En su recurso, la trabajadora cuestionaba que se hubiera estudiado correctamente una alternativa a su despido. También alegó la supuesta falta de preaviso, apoyándose en el artículo 53.1 del Estatuto de los Trabajadores.

El Tribunal Superior de Justicia de Canarias confirma la legalidad del despido

La Sala de lo Social del alto tribunal canario desestima el recurso y confirma que la empresa sí valoró el puesto alternativo. Para ello, se apoya en el informe de prevención del 19 de noviembre y en que no existió debate sobre otras vacantes disponibles.

Por este motivo, los magistrados rechazan el primer motivo de impugnación al considerar que carece de fundamento. La sentencia entiende que la compañía justificó la imposibilidad de adaptar el puesto o recolocar a la trabajadora en cocina.

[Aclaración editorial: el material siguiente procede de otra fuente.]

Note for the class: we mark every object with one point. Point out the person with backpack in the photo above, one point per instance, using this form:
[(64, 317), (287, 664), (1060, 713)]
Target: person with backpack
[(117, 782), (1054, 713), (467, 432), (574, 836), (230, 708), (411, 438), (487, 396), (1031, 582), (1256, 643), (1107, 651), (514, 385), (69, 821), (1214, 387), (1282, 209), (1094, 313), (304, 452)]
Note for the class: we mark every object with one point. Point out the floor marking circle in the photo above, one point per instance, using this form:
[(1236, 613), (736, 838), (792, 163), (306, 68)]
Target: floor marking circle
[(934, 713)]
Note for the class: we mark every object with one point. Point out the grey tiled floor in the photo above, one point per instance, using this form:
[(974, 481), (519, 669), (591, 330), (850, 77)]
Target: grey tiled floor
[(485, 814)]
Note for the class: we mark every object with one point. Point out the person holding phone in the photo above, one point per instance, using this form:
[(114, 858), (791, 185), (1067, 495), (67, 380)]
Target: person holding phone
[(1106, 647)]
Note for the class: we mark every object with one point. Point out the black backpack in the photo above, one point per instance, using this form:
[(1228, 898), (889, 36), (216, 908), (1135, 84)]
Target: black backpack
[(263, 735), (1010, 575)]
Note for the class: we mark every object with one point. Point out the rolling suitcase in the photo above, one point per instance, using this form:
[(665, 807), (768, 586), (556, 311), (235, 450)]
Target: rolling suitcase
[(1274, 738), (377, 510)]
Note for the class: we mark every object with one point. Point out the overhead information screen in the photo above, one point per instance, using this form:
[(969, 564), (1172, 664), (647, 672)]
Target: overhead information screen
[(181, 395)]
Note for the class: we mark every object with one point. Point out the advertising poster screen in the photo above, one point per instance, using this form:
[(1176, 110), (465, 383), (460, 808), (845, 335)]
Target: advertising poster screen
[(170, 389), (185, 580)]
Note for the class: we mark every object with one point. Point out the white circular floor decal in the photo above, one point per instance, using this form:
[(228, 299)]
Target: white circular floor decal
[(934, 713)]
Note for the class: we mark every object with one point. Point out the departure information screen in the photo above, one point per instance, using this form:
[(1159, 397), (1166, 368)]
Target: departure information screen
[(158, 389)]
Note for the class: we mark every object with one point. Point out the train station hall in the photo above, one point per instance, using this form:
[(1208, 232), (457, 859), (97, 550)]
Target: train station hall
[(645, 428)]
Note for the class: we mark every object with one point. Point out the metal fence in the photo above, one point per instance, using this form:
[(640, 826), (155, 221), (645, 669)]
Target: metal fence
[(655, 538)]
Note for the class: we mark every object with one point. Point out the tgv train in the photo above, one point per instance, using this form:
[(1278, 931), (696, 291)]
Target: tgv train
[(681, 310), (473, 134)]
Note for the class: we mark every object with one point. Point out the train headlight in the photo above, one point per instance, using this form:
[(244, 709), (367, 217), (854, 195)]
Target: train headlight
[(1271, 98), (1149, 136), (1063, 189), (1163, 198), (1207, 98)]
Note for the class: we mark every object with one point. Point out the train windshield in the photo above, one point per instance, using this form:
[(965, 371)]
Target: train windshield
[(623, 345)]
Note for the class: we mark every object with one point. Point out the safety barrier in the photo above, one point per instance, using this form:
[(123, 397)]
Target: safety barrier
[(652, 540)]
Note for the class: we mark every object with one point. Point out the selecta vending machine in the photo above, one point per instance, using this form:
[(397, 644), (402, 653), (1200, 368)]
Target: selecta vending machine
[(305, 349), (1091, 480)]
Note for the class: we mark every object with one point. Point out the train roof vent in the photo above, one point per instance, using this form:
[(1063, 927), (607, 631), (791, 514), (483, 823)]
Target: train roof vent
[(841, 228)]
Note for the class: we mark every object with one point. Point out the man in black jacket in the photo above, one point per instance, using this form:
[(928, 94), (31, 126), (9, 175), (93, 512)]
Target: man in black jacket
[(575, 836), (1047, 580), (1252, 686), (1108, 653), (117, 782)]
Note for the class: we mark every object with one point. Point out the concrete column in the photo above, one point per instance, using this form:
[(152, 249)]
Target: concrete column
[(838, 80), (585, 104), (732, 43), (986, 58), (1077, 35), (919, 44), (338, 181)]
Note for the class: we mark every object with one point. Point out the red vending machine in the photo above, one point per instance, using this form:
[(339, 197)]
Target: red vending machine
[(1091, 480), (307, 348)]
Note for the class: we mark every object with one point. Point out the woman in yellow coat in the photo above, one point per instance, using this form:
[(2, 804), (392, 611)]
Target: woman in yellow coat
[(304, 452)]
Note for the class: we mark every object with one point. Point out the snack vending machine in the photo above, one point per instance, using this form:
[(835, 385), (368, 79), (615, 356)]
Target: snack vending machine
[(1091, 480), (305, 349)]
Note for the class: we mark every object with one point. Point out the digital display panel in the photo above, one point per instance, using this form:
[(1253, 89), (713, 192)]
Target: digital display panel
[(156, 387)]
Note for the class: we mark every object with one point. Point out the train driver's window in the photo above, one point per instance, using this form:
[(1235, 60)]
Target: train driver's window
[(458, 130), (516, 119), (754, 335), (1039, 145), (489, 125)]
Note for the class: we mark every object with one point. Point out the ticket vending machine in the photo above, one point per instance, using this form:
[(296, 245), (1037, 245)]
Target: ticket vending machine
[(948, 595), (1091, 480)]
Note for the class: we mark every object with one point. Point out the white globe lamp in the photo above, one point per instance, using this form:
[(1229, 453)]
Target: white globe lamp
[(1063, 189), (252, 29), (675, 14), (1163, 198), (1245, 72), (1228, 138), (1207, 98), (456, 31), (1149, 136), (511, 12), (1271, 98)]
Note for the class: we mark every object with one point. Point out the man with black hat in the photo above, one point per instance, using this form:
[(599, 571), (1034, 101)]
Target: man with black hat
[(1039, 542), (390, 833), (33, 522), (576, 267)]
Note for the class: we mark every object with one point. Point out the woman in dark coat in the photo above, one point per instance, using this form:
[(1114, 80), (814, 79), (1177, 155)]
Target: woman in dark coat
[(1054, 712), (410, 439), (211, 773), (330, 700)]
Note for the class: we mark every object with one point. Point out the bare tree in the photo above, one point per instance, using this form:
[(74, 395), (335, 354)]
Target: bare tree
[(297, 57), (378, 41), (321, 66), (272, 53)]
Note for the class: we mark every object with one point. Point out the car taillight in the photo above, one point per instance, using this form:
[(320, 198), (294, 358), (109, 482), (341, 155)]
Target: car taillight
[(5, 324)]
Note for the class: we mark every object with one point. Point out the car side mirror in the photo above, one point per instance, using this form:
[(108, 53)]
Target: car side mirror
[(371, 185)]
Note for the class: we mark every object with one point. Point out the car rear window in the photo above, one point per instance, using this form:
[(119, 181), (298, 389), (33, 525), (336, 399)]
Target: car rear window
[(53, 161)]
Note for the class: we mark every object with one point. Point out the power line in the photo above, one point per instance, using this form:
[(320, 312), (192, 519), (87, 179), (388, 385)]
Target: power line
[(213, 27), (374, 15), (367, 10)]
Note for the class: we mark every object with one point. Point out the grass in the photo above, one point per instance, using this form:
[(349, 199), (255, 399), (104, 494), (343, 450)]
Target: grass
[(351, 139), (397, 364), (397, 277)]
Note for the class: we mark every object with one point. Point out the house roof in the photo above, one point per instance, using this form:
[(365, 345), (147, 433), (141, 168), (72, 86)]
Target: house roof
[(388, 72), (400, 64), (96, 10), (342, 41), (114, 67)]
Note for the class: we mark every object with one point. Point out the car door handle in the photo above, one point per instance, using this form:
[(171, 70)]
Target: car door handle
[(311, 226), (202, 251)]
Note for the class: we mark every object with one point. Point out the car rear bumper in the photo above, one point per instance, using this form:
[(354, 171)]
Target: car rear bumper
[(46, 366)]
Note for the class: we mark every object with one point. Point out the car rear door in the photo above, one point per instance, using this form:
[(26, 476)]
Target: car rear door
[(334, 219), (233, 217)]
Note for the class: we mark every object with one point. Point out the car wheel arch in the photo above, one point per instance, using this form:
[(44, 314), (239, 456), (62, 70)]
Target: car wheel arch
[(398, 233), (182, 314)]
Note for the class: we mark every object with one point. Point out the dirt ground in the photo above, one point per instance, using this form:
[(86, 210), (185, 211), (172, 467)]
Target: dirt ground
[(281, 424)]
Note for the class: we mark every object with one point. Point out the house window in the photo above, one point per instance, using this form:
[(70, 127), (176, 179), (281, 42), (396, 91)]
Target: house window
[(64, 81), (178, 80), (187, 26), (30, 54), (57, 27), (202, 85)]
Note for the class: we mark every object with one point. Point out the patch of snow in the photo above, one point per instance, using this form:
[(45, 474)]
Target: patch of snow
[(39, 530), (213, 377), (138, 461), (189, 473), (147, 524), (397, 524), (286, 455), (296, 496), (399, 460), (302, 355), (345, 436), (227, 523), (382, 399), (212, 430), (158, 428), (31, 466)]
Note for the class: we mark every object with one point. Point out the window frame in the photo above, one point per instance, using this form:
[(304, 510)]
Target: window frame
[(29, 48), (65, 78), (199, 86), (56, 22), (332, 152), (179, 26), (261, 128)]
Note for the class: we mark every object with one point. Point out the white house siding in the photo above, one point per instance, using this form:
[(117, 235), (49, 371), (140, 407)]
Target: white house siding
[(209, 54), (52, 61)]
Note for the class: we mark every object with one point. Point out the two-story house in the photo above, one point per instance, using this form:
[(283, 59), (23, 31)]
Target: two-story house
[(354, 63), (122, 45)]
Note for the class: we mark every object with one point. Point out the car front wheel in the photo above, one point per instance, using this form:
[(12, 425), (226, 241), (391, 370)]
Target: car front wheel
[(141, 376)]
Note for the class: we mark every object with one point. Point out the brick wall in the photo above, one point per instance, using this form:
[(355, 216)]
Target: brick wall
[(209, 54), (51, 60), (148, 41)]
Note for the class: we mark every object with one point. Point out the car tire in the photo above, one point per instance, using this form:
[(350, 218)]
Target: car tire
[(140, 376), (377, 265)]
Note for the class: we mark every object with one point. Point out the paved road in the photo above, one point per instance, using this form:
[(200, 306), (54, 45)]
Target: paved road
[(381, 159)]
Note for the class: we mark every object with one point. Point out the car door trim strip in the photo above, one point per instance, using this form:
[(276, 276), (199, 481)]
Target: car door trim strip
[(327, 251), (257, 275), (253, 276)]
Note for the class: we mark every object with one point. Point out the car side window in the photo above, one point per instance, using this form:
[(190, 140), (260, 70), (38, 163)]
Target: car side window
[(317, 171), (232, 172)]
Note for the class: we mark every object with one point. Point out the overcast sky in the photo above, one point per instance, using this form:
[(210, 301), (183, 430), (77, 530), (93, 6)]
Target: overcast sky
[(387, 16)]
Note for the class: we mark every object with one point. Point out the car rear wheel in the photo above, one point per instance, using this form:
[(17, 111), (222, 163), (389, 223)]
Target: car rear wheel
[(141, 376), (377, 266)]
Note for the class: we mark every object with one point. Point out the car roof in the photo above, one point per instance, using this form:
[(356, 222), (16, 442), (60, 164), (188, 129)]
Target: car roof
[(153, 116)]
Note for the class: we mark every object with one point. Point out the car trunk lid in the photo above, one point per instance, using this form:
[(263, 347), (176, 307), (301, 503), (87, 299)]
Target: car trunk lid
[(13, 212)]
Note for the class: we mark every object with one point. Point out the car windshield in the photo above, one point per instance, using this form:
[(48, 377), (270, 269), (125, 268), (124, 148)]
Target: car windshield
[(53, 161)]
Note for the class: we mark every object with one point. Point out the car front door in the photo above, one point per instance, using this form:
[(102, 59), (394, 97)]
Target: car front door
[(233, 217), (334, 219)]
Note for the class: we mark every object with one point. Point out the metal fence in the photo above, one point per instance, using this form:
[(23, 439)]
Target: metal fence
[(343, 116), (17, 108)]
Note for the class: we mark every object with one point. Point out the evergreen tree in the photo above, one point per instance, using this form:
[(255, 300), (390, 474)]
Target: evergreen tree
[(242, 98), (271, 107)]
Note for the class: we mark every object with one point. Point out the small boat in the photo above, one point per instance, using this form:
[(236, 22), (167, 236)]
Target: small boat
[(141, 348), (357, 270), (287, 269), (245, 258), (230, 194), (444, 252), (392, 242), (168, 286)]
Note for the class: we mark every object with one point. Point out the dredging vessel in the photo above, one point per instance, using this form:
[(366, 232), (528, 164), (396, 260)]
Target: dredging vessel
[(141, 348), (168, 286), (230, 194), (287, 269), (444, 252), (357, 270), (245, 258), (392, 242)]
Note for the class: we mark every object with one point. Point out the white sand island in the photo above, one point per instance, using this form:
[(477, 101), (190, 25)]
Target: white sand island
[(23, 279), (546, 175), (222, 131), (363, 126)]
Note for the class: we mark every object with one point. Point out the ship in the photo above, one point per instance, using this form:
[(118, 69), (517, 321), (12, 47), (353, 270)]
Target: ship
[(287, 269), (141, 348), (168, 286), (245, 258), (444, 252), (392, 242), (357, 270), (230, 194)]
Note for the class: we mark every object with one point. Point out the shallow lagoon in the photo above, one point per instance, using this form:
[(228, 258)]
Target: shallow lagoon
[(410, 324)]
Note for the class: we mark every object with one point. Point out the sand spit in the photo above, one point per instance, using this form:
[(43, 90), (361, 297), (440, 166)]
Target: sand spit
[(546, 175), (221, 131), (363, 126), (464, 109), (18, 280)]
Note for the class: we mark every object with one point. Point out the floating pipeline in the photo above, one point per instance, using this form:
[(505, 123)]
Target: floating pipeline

Respecto a la falta de preaviso, el tribunal también descarta la alegación. La demandante reconoció en su demanda y ratificó durante el juicio que había percibido la compensación económica correspondiente.

La sentencia sobre ineptitud sobrevenida podrá recurrirse ante el Tribunal Supremo

El Tribunal Superior de Justicia de Canarias concluye que no existe infracción jurídica en la sentencia de instancia. Al haberse abonado la compensación y no invalidar la falta de preaviso el despido, la Sala confirma la legalidad del cese.

La resolución supone un respaldo a la decisión empresarial cuando existe una valoración preventiva que descarta la aptitud de la persona trabajadora para tareas esenciales y no se acredita una alternativa viable de adaptación o reubicación.